The Perceived Stress Scale (PSS) is a ten-question validated self-report instrument for assessing the magnitude and severity of recent stress levels55. Each item is a 5-point Likert-type question, with 0 indicating “never” and 4 indicating “very often”. Possible scores range from 0 to 40 with higher scores indicating greater levels and interference of perceived stress. The PSS was administered at every visit for the PREG study and in the second and third trimester health questionnaires for the GAPPS study. PSS scores have been associated with advanced BA and with greater vulnerability to depressive symptoms precipitated by stressful life events. For this study, PSS scores were used to index each participant’s feelings of cumulative stress and control over the events in her life.

Data analysis

Linear regression was used to test the relationship between BA estimates from early and late pregnancy with GAAD and prenatal perceived stress. To harmonize the data across studies while maintaining sample size, early and late prenatal DNAm measurements were defined in PREG as blood specimens obtained at a GA less than 100 days and after 180 days, respectively. In GAPPS, early pregnancy was defined as measurements collected in the first trimester while late pregnancy measurements were those obtained in the third trimester. To control for individual differences in chronological age, maternal age (collected at the time of study enrollment), was included as a covariate in all analyses. Lifetime smoking status (i.e., never, former, current), self-reported race, and prenatal perceived stress levels were included as covariates in the regression models for sensitivity analyses. Cell-type proportion estimates were not included because the Horvath BA algorithm is robust to biases related to cell-type heterogeneity12. Prenatal BA trajectories were characterized using linear latent growth curve models evaluated in Mplus and built using the R package MplusAutomation56. The purpose of the growth curve model was to quantify the interindividual difference in the baseline and rate of change of BA estimates across pregnancy.

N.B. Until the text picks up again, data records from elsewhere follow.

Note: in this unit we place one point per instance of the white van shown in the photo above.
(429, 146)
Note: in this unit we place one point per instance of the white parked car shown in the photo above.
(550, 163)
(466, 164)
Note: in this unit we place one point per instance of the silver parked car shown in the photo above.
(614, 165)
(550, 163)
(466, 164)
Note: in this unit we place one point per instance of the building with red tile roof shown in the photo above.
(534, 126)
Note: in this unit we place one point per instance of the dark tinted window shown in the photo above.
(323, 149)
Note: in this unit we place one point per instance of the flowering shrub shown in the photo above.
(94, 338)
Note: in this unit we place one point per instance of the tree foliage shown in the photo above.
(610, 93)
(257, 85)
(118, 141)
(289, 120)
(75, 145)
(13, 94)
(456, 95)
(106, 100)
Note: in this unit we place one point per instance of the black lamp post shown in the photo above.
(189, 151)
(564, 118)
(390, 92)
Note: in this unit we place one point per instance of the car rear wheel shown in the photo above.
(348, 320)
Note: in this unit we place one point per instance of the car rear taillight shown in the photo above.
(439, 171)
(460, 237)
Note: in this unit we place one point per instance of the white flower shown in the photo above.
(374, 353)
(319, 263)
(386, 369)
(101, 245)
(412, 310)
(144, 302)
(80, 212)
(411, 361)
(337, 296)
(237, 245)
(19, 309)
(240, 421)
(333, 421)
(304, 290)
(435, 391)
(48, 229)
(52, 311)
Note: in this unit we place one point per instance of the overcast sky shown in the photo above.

Informed consent and ethical approvals

The PREG study received Virginia Commonwealth University Institutional Review Board approval (14000) and all research was performed in accordance with relevant guidelines and regulations. Written confirmation of informed consent was obtained from each participant.

Preregistration

Analyses presented in this manuscript were preregistered on the Open Science Framework and are available at https://osf.io/6a9db. All of the original preregistered study questions were addressed in these analyses. However, there are other notable deviations from the analyses outlined in the preregistration document. Originally, two BA algorithms prominently featured in the literature, the Horvath and Hannum methods, were selected for this study. However, several probes included in the Hannum algorithm were removed during quality control processing steps. The Hannum method is known to be more sensitive to missing probes, potentially leading to a biased BA estimates50. As per the original preregistered study design, the same analyses were completed with the Hannum clock (see Supplement for relevant methods and results). Interestingly, both epigenetic clocks performed similarly in these samples, suggesting they are capturing the same biological phenomenon. Additionally, methods and results for a secondary analyses examining the use of Y chromosome probes to detect cell-free DNA contamination of maternal samples are available in the Supplement. Finally, a more parsimonious model was selected to adjust for chronological age variability in the models. Rather than adopting a two-step approach in which BA is first regressed on chronological age before modeling the resulting residual, maternal age was simply included as a covariate in all analyses.